(Skirt Up: This is my favorite photo in the exhibition. It was taken during a memorial service to pay tribute to the British soldiers died in the fighting against the Japanese invasion of Hong Kong. The memorial service was held once a year in Hong Kong during the Bristish colonial rule. It still is but not at the Cenotaph adjoining the Statue Square in Central)
I am just back from the “Imaging Hong Kong” photography exhibition. Some of the exhibited photos were intriguing in the way they were presented. Photography has a very long history in Hong Kong, which is actually as long as since the French government announced the invention of photography in 1839. Not long afterwards in 1845, the first photographic studio was established by a Mr West at Sydenham Terrace near Queen’s Road Central, Hong Kong. In the beginning, under the British colonial rule, all the photographers in Hong Kong were expats but in around 1860, local Chinese photographers began to emerge. Among them Afong Lai, owner of the locally renowned Afong Studio, was especially famed. Both foreign and local customers praised Afong for his scenery and portrait works. His works are available for sale in different countries and on the Internet.
(3-D Marketplace: The photographers made a large print of the photo and painstakingly pasted same overlapping images on the large print to present the marketplace in a three dimensional way)
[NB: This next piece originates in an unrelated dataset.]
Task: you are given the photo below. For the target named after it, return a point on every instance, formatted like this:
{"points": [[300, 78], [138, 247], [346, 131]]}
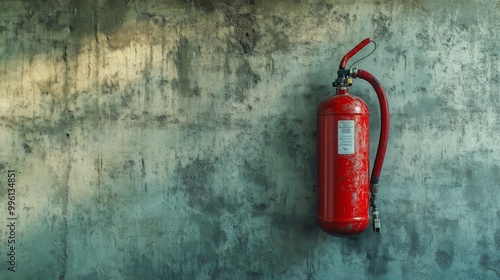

Art photography was first recorded in Hong Kong around 1888, when a photography group called the Camera Club exhibited some ninety photographs in the City Hall, the then only performing and cultural complex here. But it was only until the late 1920s to the 1930s when the art photography scene became livelier, with annual photo contests and the emergence of more photographic societies. The number of art photographers further increased in the 1950s, among whom many won entries or awards in international photographic salons, making some hail Hong Kong as the “The Kingdom of Photography”.
(Recording Redevelopment: Another photographer consistently took pictures of the street from its prime time with old shops (the middle row of photos) to its doomsday (rows of photos both ways from the middle row) when the government forced a redevelopment of it )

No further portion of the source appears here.